3. The method according to claim 1 or 2, wherein the inputting the feature image into a first detection module to obtain a probability map of contracted text regions and a threshold map of text regions comprises:

under the condition that the first detection module adopts a differentiable binarization DB model, inputting the characteristic image into the DB model for convolution and deconvolution processing, and outputting a multi-channel characteristic image;

in the multi-channel characteristic images, the characteristic image output by a first channel is a probability map of the contracted text region, and the characteristic image output by a second channel is a threshold map of the text region.

4. The method according to claim 1 or 2, wherein the inputting the feature image into a second detection module to obtain a score map for characterizing the probability of whether a pixel belongs to a text region and a regression prediction map for characterizing the coordinates of the text region required for regression processing comprises:

under the condition that the second detection module detects the EAST model by adopting the scene text, the characteristic image is input into the EAST model to be subjected to convolution and deconvolution processing, and a group of first characteristic mapping data is output;

performing first convolution processing on the first feature mapping data to obtain the score map;

and performing second convolution processing on the first feature mapping data to obtain the regression prediction graph.

5. The method of claim 1 or 2, further comprising:

training is carried out based on the output of a first detection branch corresponding to the detection processing of the first detection module and the output of a second detection branch corresponding to the detection processing of the second detection module;

training the probability map of the contracted text region and the threshold map of the text region output by the first detection branch by adopting a first loss function, and training the score map and the regression prediction map output by the second detection branch by adopting a second loss function; and obtaining a total loss function according to the first loss function and the second loss function, and obtaining the target detection network according to the back propagation of the total loss function.

6. The method of claim 1 or 2, further comprising:

carrying out binarization processing on the threshold map of the text area to obtain a text box binary map;

carrying out binarization processing on the score map to obtain a score binary map;

obtaining a regression frame according to the score binary image and the regression prediction image;

and taking the regression frame falling on the text box binary image as an object to be compared, and screening a target regression frame from the object to be compared based on the intersection-to-parallel ratio operation of the regression frame.

7. An object detection apparatus, characterized in that the apparatus comprises:

8. The apparatus of claim 7, wherein the feature extraction branch module is configured to, if the feature extraction module includes a backbone network module and a feature enhancement Fusion (FPEM) module, input the first text image into the backbone network module for feature extraction to obtain a plurality of feature vectors, and perform feature extraction, upsampling, and concatenation processing on the plurality of feature vectors again by at least one of the FPEM modules to obtain the feature image.

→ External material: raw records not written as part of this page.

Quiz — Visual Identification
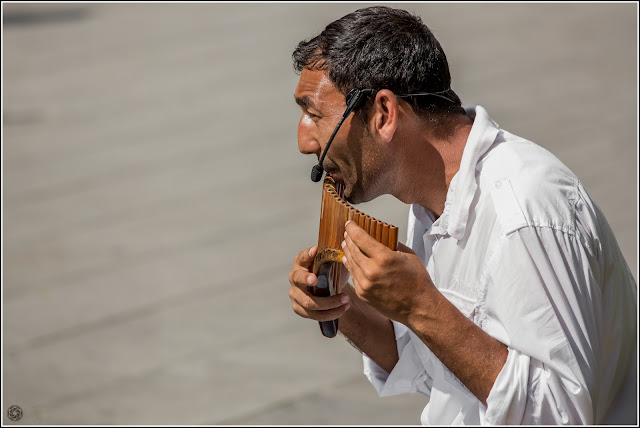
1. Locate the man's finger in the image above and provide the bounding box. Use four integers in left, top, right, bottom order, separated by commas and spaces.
345, 220, 387, 257
342, 236, 366, 285
398, 242, 416, 254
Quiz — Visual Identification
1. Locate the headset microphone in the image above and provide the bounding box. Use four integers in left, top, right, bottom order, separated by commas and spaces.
311, 89, 377, 183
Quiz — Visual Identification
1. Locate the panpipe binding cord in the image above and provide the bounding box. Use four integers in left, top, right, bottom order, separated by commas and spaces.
310, 176, 398, 337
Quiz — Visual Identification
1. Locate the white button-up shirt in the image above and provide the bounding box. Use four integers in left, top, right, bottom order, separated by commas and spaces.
363, 106, 638, 425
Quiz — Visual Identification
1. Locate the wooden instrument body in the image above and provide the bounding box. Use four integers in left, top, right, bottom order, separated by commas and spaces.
311, 176, 398, 337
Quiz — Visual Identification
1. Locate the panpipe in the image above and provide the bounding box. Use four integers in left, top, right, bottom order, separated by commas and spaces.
310, 175, 398, 337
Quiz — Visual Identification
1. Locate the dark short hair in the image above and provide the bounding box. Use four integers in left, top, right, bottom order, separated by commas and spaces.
293, 6, 464, 117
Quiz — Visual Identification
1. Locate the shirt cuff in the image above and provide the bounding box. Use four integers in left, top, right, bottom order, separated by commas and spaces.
480, 348, 535, 425
362, 321, 430, 397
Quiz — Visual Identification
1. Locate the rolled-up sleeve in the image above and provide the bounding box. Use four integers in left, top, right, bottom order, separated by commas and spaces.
480, 221, 635, 425
362, 321, 431, 397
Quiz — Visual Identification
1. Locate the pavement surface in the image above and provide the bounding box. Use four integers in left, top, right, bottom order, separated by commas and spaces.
2, 3, 638, 425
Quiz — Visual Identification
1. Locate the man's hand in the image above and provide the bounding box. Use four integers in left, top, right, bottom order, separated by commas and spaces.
289, 246, 350, 321
342, 221, 436, 325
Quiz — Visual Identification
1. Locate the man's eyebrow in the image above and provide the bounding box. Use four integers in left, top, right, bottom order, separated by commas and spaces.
294, 95, 317, 108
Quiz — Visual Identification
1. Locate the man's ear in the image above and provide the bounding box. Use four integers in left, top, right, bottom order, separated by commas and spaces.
369, 89, 400, 143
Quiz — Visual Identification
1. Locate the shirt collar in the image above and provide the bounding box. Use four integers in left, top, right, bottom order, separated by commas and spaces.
424, 106, 500, 241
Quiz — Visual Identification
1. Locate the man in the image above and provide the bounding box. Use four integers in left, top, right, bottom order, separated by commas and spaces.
289, 7, 637, 424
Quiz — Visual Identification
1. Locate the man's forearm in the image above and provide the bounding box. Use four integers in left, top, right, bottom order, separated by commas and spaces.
407, 292, 508, 405
338, 284, 398, 373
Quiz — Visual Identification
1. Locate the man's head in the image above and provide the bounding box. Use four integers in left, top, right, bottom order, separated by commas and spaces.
293, 7, 464, 203
293, 6, 463, 119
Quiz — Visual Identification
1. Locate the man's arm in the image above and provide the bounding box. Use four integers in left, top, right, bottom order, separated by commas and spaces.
343, 222, 508, 405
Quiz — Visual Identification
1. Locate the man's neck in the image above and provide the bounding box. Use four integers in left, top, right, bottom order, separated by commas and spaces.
394, 115, 473, 217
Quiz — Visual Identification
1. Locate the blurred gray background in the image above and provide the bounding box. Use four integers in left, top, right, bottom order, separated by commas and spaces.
2, 3, 638, 425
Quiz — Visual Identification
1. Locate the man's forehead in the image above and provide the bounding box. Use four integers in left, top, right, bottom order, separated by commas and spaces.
294, 68, 344, 105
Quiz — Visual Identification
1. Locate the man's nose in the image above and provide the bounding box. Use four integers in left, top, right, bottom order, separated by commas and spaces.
298, 115, 322, 158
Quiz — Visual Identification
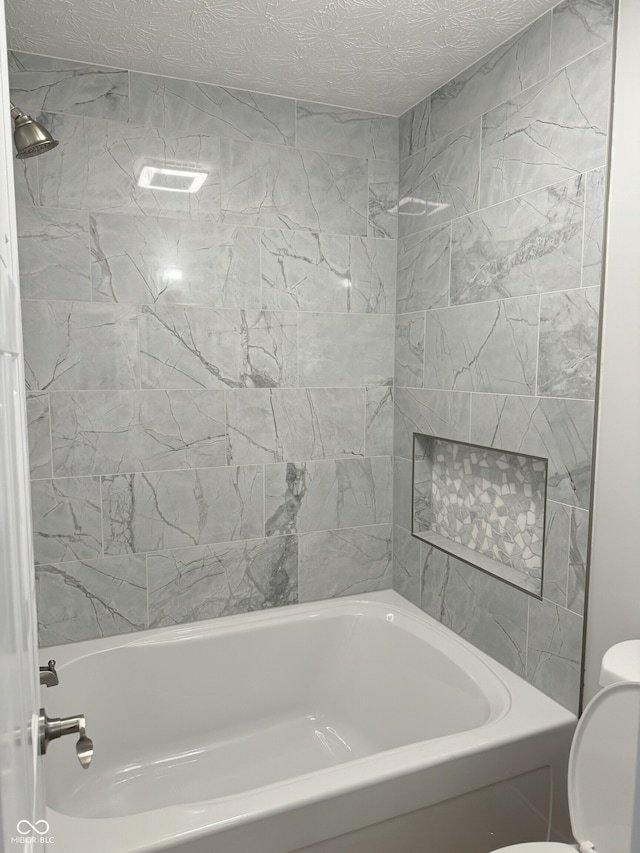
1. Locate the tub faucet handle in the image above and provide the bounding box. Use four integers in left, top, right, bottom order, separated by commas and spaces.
40, 660, 60, 687
40, 708, 93, 770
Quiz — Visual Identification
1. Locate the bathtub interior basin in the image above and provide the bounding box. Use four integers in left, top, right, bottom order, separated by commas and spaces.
46, 600, 509, 818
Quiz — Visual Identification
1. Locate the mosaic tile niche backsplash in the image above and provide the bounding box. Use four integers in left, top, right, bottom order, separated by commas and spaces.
10, 53, 398, 645
413, 433, 547, 598
394, 0, 614, 711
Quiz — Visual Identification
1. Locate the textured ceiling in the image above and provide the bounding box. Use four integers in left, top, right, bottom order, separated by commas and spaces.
7, 0, 557, 115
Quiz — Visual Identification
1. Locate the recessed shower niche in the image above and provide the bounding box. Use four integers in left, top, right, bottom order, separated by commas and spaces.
411, 433, 547, 598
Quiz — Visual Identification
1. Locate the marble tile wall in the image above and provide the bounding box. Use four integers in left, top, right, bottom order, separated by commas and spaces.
396, 0, 613, 711
10, 53, 398, 645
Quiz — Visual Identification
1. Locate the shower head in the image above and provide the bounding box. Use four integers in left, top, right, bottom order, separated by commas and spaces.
11, 104, 58, 160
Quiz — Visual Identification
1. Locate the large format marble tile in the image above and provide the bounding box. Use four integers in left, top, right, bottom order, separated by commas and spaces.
431, 15, 551, 140
38, 113, 220, 219
397, 223, 451, 313
17, 207, 91, 302
450, 175, 585, 303
364, 385, 393, 456
551, 0, 614, 71
480, 46, 611, 207
393, 388, 470, 459
261, 229, 396, 314
296, 101, 398, 161
220, 139, 367, 236
147, 536, 298, 628
9, 51, 129, 121
140, 305, 297, 388
567, 507, 589, 616
582, 166, 607, 287
400, 95, 431, 159
227, 388, 365, 465
421, 544, 529, 676
51, 391, 225, 477
27, 394, 52, 480
31, 477, 102, 563
131, 72, 295, 145
538, 287, 600, 400
22, 301, 139, 391
393, 525, 422, 607
102, 466, 264, 554
90, 213, 260, 308
395, 311, 425, 388
526, 598, 582, 714
36, 556, 147, 646
265, 456, 393, 536
299, 524, 393, 601
542, 501, 572, 607
399, 119, 480, 237
424, 297, 538, 394
471, 394, 593, 507
298, 313, 394, 388
367, 160, 398, 240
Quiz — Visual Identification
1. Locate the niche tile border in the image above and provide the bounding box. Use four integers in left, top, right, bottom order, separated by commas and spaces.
411, 432, 548, 600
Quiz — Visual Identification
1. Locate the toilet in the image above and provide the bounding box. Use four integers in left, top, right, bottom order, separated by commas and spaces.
494, 682, 640, 853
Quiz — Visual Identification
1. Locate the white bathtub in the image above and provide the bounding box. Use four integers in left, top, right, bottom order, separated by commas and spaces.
41, 592, 576, 853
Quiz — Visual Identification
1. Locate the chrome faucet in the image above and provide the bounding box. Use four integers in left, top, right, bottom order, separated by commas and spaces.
40, 660, 59, 687
39, 708, 93, 770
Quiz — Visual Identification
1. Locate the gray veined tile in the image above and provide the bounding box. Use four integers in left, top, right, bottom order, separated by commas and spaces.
148, 536, 298, 628
398, 119, 480, 237
567, 507, 589, 616
393, 526, 422, 607
400, 96, 431, 159
542, 501, 571, 607
140, 305, 297, 389
538, 287, 600, 400
220, 139, 367, 236
451, 175, 585, 304
424, 297, 538, 394
421, 544, 529, 675
471, 394, 594, 507
526, 598, 582, 713
298, 313, 394, 388
17, 207, 91, 302
227, 388, 365, 465
9, 51, 129, 121
102, 466, 264, 555
299, 524, 393, 601
265, 456, 393, 536
393, 388, 472, 459
551, 0, 614, 71
131, 72, 295, 145
364, 385, 393, 456
431, 15, 551, 140
393, 456, 413, 531
51, 391, 225, 477
480, 46, 611, 207
296, 101, 398, 161
22, 300, 139, 391
368, 160, 398, 240
395, 311, 425, 388
34, 113, 220, 219
582, 166, 607, 287
397, 223, 451, 313
27, 394, 52, 480
31, 477, 102, 563
90, 213, 260, 308
36, 555, 147, 646
261, 229, 396, 314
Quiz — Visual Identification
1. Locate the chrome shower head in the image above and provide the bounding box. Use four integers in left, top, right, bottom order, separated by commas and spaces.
11, 104, 58, 160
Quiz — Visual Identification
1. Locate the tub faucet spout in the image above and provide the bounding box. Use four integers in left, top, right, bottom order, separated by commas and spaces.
40, 708, 93, 770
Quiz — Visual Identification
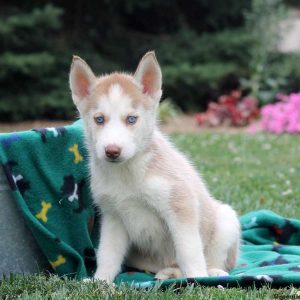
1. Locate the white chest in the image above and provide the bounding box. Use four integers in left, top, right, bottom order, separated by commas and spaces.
92, 166, 170, 254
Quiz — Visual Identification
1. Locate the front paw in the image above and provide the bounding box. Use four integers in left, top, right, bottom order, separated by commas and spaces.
93, 271, 115, 284
185, 270, 208, 278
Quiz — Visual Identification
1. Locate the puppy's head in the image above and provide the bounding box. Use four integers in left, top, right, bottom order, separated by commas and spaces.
70, 52, 162, 163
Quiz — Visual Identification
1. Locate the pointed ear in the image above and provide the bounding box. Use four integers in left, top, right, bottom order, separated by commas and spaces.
134, 51, 162, 100
69, 56, 96, 105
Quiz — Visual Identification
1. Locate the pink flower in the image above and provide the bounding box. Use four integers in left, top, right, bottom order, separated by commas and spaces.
261, 93, 300, 134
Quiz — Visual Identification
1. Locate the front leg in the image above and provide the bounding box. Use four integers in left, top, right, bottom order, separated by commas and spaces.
94, 214, 129, 283
167, 210, 208, 277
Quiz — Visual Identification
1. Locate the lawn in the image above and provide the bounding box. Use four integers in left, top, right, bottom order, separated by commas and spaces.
0, 133, 300, 299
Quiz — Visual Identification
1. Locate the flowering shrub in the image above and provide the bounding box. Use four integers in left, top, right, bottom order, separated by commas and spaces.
196, 91, 259, 126
260, 93, 300, 133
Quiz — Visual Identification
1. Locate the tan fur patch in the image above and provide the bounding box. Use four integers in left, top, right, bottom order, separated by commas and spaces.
87, 73, 150, 110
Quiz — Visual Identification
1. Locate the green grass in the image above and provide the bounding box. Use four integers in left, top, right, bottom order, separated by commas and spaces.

9. The apparatus of claim 7 or 8, wherein the first detection branch module is configured to:

10. The apparatus of claim 7 or 8, wherein the second detection branch module is configured to:

11. The apparatus of claim 7 or 8, further comprising a training module to:

12. The apparatus of claim 7 or 8, further comprising a screening module to:

13. An electronic device, comprising:

at least one processor; and

the memory stores instructions executable by the at least one processor to enable the at least one processor to perform the method of any one of claims 1-6.

14. A non-transitory computer readable storage medium having stored thereon computer instructions for causing a computer to perform the method of any one of claims 1-6.